By Hendrik Hertzberg and Michael Lerner

Some 1000 happy conservatives attended a 12-hour "Rally for God and Country" at the Statler-Hilton Hotel yesterday, and heard 13 speakers from Billy James Hargis to Ezra Taft Benson denounce internal subversion.

Pickets from the NAACP, CORE, the American Veterans Committee, the Unitarian-Universalists, and the State AFLCIO filed around the hotel carrying placards protesting the rally. Violence erupted on the picket line when a Polish refugee tried to burn a Communist flag on the sidewalk, causing a scuffle. The refugee, Joseph Mlot Mroz, president of the Anti-Communist Federation of Polish Freedom Fighters, was arrested on a charge of disturbing the peace.

Birchers Sponsor Meeting

The rally was sponsored by 24 Massachusetts citizens, most of whom are members of the John Birch Society. Organizations listed as "patriotic co-operators" included the Birch Society, the Young Americans for Freedom, the National Review, the Committee of One Million, the National Indignation Conventon, and the Brooklyn Tablet, organ of the Roman Catholic Archdiocese of Brooklyn.

Featured speakers at the rally were Ezra Taft Benson, Secretary of Agriculture in the Eisenhower Administration, outgoing Rep. John Rousselot (R.-Calif.), now a full-time employee of the John Birch Society, Dr. Billy James Hargis of the Christian Crusade, and Thomas Anderson, editor of Farm and Ranch. The other speakers, such as Kent and Phoebe Courtney, New Orleans publishers, and Myers Lowman of Circuit Riders, Inc., are well know on the Right but not prominent nationally.

Former Secretary Benson, in a one and one-half hour talk, defined "creeping socialism" as the paramount issue of the day.

"It is high time we realized the threat of creeping socialism, and its ruthless comrade, atheistic communism," Benson said. "Socialistic communism is essentially a war against God. We are engaged in a struggle aginst the evil, satanical priestcraft of Lucifer."

"Three Pillars of Freedom"

Benson called free enterprise, private property and the free market economy "the three pillars of free government." Reminding his listeners of the dangers of big government, he said that three groups encourage more Federal programs: "well-meaning but uninformed people, self-seeking people who see in government spending a way to enrich themselves, and actual subversives who are dedicated to the overthrow of our economic and social system."

Concluding his speech, Benson, his voice choking and tears in his eyes, cried, "With all my heart, I love this great nation!"

Hargis, head of the rightist religio-political Christian Crusade, started the day's speeches with a prayer for the "misguided youth who picket this meeting today."

"I have some opinions of the motley reactionaries who are picketing this meeting," Hargis said. "In this city, the cradle of freedom, I see here the seeds of vicious dictatorship.
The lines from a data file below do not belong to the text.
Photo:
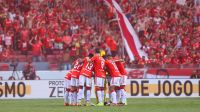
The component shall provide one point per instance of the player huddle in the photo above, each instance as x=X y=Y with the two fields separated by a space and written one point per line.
x=78 y=81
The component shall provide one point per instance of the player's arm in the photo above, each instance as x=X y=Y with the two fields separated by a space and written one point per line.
x=119 y=60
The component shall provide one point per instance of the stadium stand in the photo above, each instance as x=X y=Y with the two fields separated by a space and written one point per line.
x=168 y=30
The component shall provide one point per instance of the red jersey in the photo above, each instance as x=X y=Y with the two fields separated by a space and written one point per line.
x=120 y=66
x=112 y=68
x=76 y=70
x=99 y=64
x=87 y=68
x=68 y=75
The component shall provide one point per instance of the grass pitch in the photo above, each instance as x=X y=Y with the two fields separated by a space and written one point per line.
x=134 y=105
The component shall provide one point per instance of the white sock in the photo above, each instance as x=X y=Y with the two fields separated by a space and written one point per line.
x=113 y=95
x=88 y=94
x=74 y=97
x=118 y=92
x=70 y=97
x=80 y=94
x=102 y=95
x=99 y=96
x=66 y=97
x=123 y=94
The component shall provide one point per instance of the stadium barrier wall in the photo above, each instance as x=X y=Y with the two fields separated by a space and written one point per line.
x=136 y=88
x=132 y=74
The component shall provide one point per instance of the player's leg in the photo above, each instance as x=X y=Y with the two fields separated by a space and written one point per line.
x=118 y=93
x=71 y=94
x=80 y=90
x=88 y=90
x=122 y=89
x=66 y=94
x=103 y=90
x=98 y=85
x=115 y=82
x=74 y=84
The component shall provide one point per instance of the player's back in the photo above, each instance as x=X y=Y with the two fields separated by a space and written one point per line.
x=76 y=69
x=99 y=65
x=112 y=68
x=120 y=66
x=87 y=68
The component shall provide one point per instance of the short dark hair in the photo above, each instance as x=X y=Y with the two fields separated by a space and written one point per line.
x=97 y=50
x=90 y=55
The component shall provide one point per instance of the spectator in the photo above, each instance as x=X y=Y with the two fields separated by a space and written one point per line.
x=29 y=71
x=36 y=49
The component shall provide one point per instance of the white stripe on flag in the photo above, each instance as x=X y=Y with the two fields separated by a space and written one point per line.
x=132 y=43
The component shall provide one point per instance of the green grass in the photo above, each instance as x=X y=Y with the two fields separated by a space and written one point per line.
x=134 y=105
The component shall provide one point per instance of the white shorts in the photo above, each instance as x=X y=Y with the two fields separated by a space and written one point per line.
x=83 y=80
x=123 y=80
x=74 y=82
x=67 y=84
x=99 y=81
x=115 y=81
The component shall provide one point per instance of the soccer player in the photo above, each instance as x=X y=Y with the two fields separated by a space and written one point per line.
x=85 y=79
x=67 y=93
x=74 y=80
x=115 y=78
x=100 y=75
x=121 y=92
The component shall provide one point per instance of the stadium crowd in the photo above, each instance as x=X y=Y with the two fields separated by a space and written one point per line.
x=168 y=29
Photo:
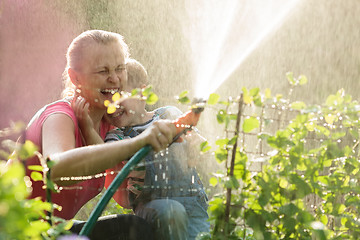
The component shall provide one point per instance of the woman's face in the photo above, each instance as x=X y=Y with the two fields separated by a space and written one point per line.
x=101 y=73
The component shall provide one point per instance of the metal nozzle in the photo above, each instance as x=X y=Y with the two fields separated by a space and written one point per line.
x=198 y=105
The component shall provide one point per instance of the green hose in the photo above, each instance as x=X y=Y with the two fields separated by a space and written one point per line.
x=120 y=177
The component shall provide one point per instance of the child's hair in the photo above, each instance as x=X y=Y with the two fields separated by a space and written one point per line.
x=137 y=74
x=74 y=52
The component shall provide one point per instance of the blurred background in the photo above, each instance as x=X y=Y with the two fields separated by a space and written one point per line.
x=209 y=46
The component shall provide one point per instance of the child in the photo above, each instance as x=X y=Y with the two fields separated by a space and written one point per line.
x=163 y=180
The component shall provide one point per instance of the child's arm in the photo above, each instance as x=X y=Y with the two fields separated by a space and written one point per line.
x=193 y=141
x=81 y=109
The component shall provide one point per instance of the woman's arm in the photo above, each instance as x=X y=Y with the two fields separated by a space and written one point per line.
x=59 y=146
x=86 y=124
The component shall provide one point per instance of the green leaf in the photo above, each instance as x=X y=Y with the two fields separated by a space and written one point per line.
x=221 y=155
x=302 y=80
x=222 y=142
x=267 y=93
x=204 y=146
x=232 y=183
x=135 y=91
x=250 y=123
x=298 y=105
x=152 y=99
x=254 y=92
x=27 y=150
x=146 y=91
x=36 y=176
x=221 y=116
x=35 y=168
x=290 y=78
x=183 y=94
x=213 y=181
x=213 y=99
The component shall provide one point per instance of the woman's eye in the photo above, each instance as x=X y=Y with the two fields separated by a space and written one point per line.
x=120 y=68
x=103 y=71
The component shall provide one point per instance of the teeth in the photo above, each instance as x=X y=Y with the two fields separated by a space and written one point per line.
x=112 y=91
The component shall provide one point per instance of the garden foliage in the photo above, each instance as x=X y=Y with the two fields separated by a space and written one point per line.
x=307 y=188
x=316 y=157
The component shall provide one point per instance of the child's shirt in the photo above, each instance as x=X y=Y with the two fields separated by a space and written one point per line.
x=162 y=175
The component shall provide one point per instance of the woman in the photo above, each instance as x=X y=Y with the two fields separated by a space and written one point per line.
x=95 y=70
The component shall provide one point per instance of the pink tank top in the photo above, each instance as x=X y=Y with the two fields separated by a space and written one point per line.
x=71 y=198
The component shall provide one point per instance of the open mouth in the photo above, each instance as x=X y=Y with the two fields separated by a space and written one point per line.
x=119 y=112
x=109 y=92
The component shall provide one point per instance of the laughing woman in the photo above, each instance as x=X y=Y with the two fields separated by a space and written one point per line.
x=95 y=70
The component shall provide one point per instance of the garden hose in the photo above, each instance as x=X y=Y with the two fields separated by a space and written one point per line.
x=183 y=124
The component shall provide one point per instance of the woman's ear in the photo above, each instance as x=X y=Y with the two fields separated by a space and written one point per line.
x=73 y=77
I wonder if these groups would be so concerned if this was a pacifist rally."

Hargis Hits NAACP

Hargis attacked the NAACP as a "political pressure group, a powerful left-wing outfit for racial agitation." Boasting that the Christian Crusade has a higher membership than the "association for the agitation of colored people," he recommended that "fiery patriots should react not by bopping them over the head, but by ignoring them.

"It's not those poor kids downstairs that we are mad at," Hargis said. "They may not know what is behind them, but I do. The people we are mad at are the motley slimy Communists sitting in some hotel room in Boston or New York maneuvering all this."
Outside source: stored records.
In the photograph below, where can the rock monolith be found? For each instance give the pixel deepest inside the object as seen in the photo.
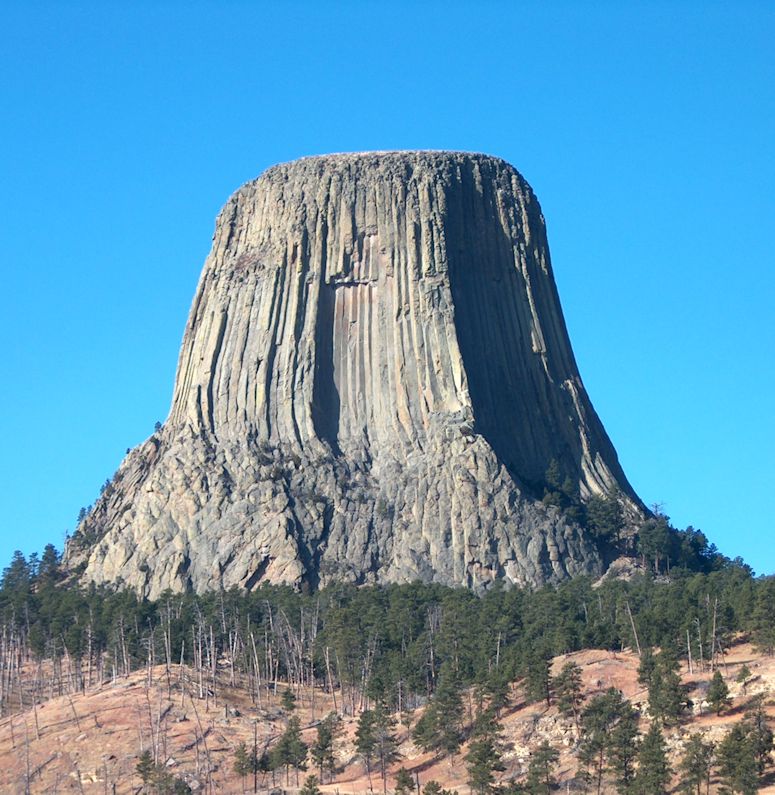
(374, 379)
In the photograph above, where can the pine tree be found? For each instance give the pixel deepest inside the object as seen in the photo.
(654, 771)
(439, 728)
(404, 782)
(366, 739)
(608, 730)
(646, 667)
(743, 675)
(540, 772)
(763, 617)
(538, 680)
(288, 700)
(243, 762)
(310, 786)
(736, 760)
(695, 764)
(483, 759)
(759, 733)
(623, 747)
(568, 690)
(291, 751)
(145, 767)
(718, 693)
(385, 745)
(322, 750)
(666, 692)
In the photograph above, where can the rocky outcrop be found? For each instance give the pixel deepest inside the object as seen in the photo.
(374, 377)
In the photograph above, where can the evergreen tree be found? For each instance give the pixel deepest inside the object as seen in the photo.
(568, 690)
(288, 700)
(322, 751)
(404, 782)
(366, 739)
(736, 760)
(385, 745)
(291, 751)
(763, 617)
(243, 762)
(310, 786)
(666, 692)
(439, 728)
(608, 730)
(145, 767)
(538, 680)
(743, 675)
(760, 733)
(718, 693)
(646, 667)
(654, 771)
(623, 747)
(540, 772)
(483, 759)
(695, 764)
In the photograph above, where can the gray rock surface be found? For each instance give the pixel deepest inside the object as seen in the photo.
(374, 378)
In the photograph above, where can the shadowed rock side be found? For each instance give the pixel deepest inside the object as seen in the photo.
(374, 377)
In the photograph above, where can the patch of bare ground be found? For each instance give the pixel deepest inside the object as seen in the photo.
(90, 742)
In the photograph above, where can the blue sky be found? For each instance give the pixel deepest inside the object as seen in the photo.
(646, 130)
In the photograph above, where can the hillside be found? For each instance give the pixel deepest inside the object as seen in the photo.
(91, 741)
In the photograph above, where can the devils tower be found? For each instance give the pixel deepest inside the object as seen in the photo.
(374, 378)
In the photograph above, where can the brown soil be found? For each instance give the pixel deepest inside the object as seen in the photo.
(90, 742)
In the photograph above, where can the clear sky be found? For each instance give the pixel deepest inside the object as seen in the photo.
(646, 129)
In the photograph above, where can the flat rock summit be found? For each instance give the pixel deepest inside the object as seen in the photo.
(374, 380)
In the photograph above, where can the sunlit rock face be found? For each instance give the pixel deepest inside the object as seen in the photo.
(374, 377)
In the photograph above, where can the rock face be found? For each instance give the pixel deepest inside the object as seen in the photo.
(373, 381)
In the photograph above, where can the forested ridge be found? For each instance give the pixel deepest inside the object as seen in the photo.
(387, 650)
Hargis drew his loudest applause with plaudits for "Bob Welch--one of the greatest American patriots I have ever met." He commented briefly on H. Stuart Hughes, "who I understand went straight down the socialist, pro-Communist line."
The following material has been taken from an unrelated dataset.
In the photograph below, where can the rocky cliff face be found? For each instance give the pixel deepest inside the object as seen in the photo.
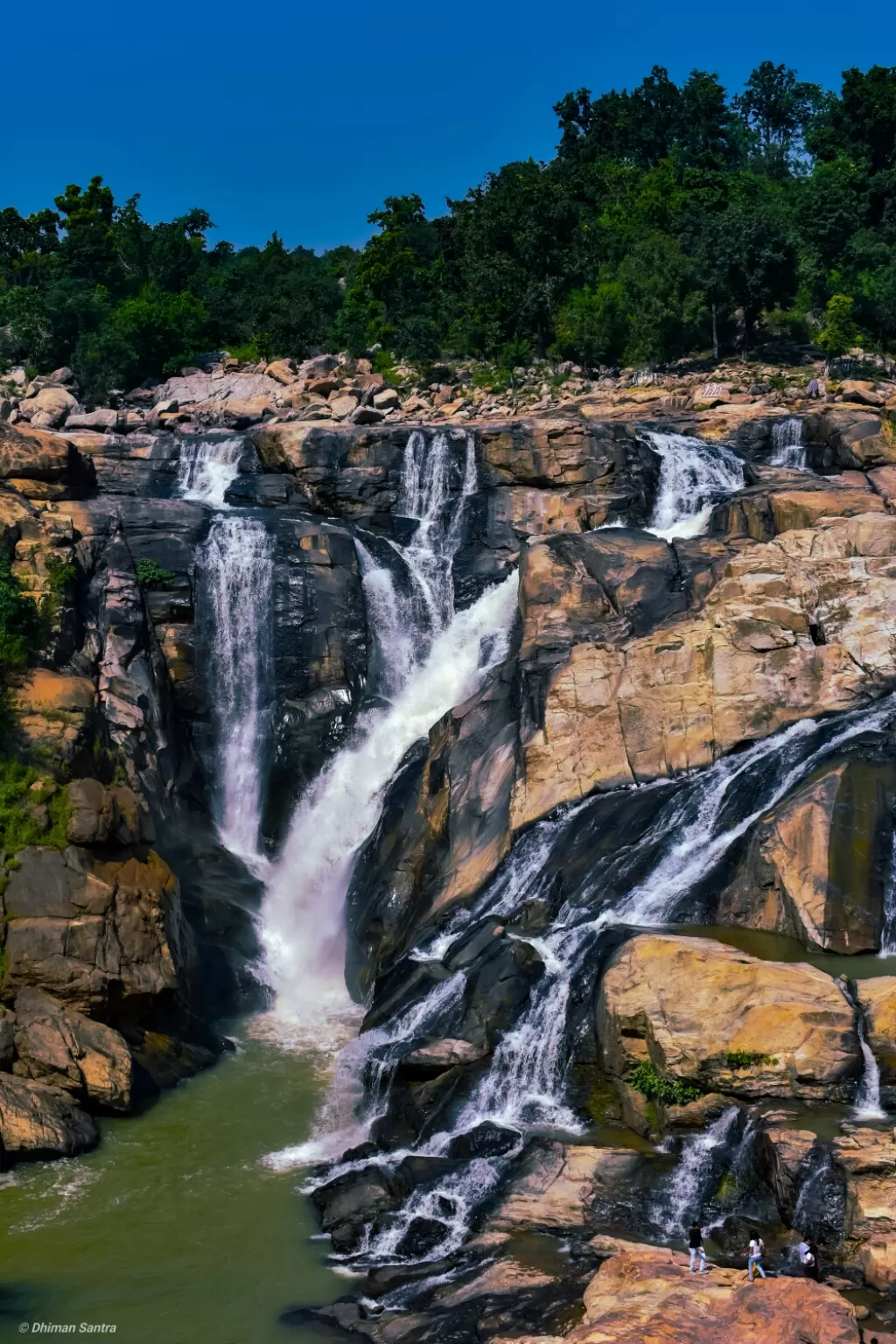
(682, 732)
Rep. Rousselot was introduced by Robert Welch, leader of the John Birch Society, who made a surprise appearance at the rally. Rousselot, now the Socioty's Western "District Governor", was defeated last year in his bid for reelection.

Rousselot, in a speech entitled "Disarmament, a blueprint for surrender," suggested that the U.S. withdraw from the U.N., break off diplomatic relations with all Communist countries, abolish the income tax, and build up a nuclear first-strike capability."

The U.N. has failed under the "ridiculous leadership" of Secretary General U Thant, who has been "an avowed Marxist for 20 years," Rousselot said.

Thomas Anderson, editor of Tennessee's Farm and Ranch magazine, was introduced by the master of ceremonies as "a friend, and fellow-member on the council of the John Birch Society."